In this section, we explain our motivation for developing PITA and provide an overview of its core features. The PITA algorithm is an automated, modular, and randomized 3D world generator designed specifically for MuJoCo-based simulations in Reinforcement Learning. The algorithm’s goal is to simplify and speed up the process of creating environments while aiming to address the problem of overfitting and facilitating generalization.
3.1 Motivation
Physics engines such as MuJoCo, Unity, or PyBullet enable an approximate simulation of physical systems like the real world and serve as a fundamental basis for robotics and RL research. Specifically, MuJoCo is one of the most popular simulation and test environments for state-of-the-art research in these domains (e.g., Akkaya et al., 2019; Andrychowicz et al., 2020; Baker et al., 2020; Körber et al., 2021) due to being fast and accurate. With its acquisition by Google DeepMind in 2021 and the associated free availability, as well as its open sourcing in 2022, the accessibility and popularity have even increased (Kaup et al., 2024). MuJoCo models are written as XML files in their own scene description language called MJCF (DeepMind, 2024). Although the hierarchical arrangement of the nested XML tree is intended for human readability, it can quickly lead to very convoluted files that are difficult to understand and cumbersome to handle.
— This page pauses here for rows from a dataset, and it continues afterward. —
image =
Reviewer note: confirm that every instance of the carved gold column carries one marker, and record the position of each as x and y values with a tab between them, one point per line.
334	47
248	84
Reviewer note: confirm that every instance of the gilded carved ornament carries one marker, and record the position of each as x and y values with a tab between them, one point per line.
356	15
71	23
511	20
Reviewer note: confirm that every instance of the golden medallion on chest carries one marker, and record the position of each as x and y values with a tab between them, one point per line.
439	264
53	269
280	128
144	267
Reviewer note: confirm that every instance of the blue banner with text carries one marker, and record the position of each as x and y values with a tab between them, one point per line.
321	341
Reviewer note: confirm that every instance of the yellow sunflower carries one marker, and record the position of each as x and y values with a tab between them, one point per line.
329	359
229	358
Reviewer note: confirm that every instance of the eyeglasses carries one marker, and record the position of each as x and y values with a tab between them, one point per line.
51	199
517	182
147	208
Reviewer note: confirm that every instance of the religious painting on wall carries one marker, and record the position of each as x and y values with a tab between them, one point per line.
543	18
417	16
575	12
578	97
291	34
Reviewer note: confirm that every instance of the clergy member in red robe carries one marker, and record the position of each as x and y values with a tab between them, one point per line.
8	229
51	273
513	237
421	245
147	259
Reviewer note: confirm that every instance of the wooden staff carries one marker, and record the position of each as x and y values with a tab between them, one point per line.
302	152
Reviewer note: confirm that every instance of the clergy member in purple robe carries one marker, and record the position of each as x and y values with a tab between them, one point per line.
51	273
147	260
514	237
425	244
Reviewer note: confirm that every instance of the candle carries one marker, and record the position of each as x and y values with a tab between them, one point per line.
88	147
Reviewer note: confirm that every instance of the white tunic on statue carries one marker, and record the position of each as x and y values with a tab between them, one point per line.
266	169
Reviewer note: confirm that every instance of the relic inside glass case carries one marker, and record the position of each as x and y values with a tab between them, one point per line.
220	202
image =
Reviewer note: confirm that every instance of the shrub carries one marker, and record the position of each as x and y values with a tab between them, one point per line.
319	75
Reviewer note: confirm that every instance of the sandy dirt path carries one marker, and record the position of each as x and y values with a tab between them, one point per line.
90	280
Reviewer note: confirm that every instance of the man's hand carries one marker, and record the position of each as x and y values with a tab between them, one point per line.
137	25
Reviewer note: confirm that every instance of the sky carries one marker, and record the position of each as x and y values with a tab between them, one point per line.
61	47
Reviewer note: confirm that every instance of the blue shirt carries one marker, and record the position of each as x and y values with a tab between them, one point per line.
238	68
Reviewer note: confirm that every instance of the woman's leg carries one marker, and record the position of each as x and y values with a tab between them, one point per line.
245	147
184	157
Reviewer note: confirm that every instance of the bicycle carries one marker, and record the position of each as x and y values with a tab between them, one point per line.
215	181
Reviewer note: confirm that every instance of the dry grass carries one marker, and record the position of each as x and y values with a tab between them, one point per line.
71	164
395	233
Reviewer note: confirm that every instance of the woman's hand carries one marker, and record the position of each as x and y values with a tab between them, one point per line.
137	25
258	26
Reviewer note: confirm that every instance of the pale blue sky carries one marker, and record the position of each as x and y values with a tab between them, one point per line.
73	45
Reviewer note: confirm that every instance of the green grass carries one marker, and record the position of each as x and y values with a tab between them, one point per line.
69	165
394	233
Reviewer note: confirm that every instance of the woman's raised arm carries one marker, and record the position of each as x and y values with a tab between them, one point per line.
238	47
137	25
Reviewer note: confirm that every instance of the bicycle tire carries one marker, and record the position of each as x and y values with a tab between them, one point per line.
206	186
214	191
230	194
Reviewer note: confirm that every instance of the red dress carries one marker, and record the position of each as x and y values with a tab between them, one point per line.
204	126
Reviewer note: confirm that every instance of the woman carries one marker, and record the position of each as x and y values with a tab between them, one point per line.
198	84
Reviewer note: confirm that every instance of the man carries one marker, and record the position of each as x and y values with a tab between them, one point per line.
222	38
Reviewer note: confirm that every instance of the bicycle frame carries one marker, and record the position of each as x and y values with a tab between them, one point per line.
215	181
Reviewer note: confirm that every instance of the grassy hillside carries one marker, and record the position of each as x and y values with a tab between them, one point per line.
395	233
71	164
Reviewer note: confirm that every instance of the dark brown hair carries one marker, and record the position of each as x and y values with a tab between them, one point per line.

Especially for more complex tasks, such as the creation of numerous diverse levels or larger simulation environments, the manual workflow quickly becomes tedious. MuJoCo can also be accessed programmatically via the dm_control 4 software package by Google DeepMind (Tassa et al., 2020), which, among other features, contains a library for compiling and modifying MJCF models with Python (dm_control.mjcf). Unfortunately, these Python bindings lack adequate documentation, requiring users to have sophisticated programming knowledge. Some functions can only be found inside the corresponding GitHub repository, further increasing the required time and effort. To this date, no tool like PITA exists for simulations with MuJoCo, that alleviates the aforementioned problems.
3.2 The PITA Algorithm
The PITA algorithm was developed to make the process of creating environments more accessible and reliable while providing fine-grained control over the generation process. Building directly on top of dm_control, PITA takes on the burden of manually handling the Python bindings and XML files while ensuring that valid models are created without the need for programming knowledge. The user can define the size of the environment, divide it into sub-areas, and determine the number and type of objects to be placed using a simple YAML file. The algorithm’s built-in validation function then verifies that fixed or randomly placed objects do not collide with each other or the plane. Once the generation process is complete, a single XML file is output, which can be loaded into MuJoCo and used as the basis for RL simulations. An example instance of an environment generated with PITA can be seen in Figure 1.
3.2.1 YAML Configuration
The use of YAML configuration files facilitates the creation of
environments with PITA without requiring the users to have any specific
background knowledge. YAML, short for YAML Ain’t Markup Language, is a
data serialization language characterized by a key-value syntax, which
makes it common for configuration files, human-readable, and easily
accessible. Figure 2 shows an
example of such a configuration file. They can be short and
comprehensive for simple environments but also enable users to make a
wide range of optional customizations. Notably, each YAML configuration
can be interpreted as a distribution over levels. A run of PITA then
relates to sampling a level from this distribution with the given
seed.
3.2.2 Assets
Assets are representations of objects that can be placed via PITA and are defined as individual XML files in MuJoCo’s MJCF format. Common objects such as primitive shapes (e.g., spheres or cubes) or light sources are already included in PITA, as well as some showcase objects with more complex shapes (e.g., agents). Users can integrate custom objects by creating corresponding XML files and adding them to the algorithm’s asset folder. MuJoCo also supports the rendering of meshes, an object representation consisting of a collection of vertices and polygons for more complex 3D shapes. In order to be displayed, a mesh file must be contained in the object’s XML file and referenced correctly. This allows, for example, the integration of 3D objects from asset stores such as Unity, Unreal Engine, or comparable 3D simulation frameworks. A large number of these are available online, often under free licenses. However, files must be converted to MuJoCo readable formats such as .obj, .stl, or .msh. Textures can optionally be included as .png files.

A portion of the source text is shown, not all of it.